The pious mind recognizes “God because it knows that he governs all things; and trusts that he is its guide and protector, therefore giving itself over completely to trust in him. Because it understand him to be the Author of every good, if anything oppresses, if anything is lacking, immediately it betakes itself to his protection, waiting for help from him. Because it is persuaded that he is good and merciful, it reposes in him with perfect trust, and doubts not that in his loving-kindness a remedy will be provided for all its ills.”

– John Calvin, Institutes, I. ii. 2.

“While he lightly opposes us, he supplies invincible strength.”

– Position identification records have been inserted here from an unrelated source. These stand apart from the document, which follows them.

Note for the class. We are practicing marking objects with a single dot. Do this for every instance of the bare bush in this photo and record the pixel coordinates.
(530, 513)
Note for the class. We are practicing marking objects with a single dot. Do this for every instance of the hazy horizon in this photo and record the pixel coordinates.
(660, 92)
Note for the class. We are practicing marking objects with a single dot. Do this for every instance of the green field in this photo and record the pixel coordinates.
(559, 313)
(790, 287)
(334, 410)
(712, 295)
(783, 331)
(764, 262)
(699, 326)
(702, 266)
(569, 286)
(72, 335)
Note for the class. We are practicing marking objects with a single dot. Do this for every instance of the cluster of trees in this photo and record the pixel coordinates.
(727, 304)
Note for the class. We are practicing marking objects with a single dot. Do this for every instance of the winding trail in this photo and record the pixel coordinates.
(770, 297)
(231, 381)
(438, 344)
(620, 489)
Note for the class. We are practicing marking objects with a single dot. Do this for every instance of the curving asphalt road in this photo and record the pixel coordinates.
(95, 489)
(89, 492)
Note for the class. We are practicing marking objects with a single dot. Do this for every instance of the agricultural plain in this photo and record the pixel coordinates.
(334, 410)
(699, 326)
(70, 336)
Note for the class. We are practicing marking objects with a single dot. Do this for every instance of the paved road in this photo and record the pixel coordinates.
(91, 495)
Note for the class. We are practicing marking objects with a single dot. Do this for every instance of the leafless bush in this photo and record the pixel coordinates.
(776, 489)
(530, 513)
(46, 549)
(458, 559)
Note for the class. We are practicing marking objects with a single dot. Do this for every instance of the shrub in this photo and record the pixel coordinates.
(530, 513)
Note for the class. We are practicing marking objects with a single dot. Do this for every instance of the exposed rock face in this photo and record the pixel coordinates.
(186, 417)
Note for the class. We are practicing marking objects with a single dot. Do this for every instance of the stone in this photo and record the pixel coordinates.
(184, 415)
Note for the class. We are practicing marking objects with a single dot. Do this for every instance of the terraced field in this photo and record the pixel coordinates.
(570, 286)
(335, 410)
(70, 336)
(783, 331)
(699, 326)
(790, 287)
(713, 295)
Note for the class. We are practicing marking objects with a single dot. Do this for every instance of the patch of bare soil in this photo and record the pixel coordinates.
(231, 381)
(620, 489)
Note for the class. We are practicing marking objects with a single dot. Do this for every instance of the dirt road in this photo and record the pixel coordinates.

“And Jacob was left alone. And a man wrestled with him until the breaking of the day.” – Genesis 32:24

Commenting on this verse Calvin says, “in short, such is [God’s] apportioning of it is conflict, that, while he assails us with one hand, he defends us with the other; yea, inasmuch as he supplies us with more strength to resist than he employs in opposing us, we may truly and properly say, that he fights against us with his left hand, and for us with his right hand. For while he lightly opposes us, he supplies invincible strength whereby we overcome. It is true he remains at perfect unity with himself: but the double method in which he deals with us cannot be otherwise expressed, than that in striking us with a human rod, he does not put forth his full strength in the temptation; but that in granting the victory to our faith, he becomes in us stronger than the power by which he opposes us.”

photo: Ray Ortlund

Christians Who Are Wiser Than Christ Neglect the Church

In commenting on Ephesians 4:12, Calvin says:

That those who neglect this instrument [“the external ministry of the word” i.e. regular attendance at the public preaching of the word] should hope to become perfect in Christ is utter madness. Yet such are the fanatics, on the one hand, who pretend to be favored with secret revelations of the Spirit, — and proud men, on the other, who imagine that to them the private reading of the Scriptures is enough, and that they have no need of the ordinary ministry of the church. If the edification of the church proceeds from Christ alone, he has surely a right to prescribe in what manner it shall be edified. But Paul expressly states, that, according to the command of Christ, no real union or perfection is attained, but by the outward preaching. We must allow ourselves to be ruled and taught by men. This is the universal rule, which extends equally to the highest and to the lowest. The church is the common mother of all the godly, which bears, nourishes, and brings up children to God, kings and peasants alike; and this is done by the ministry. Those who neglect or despise this order choose to be wiser than Christ. Woe to the pride of such men!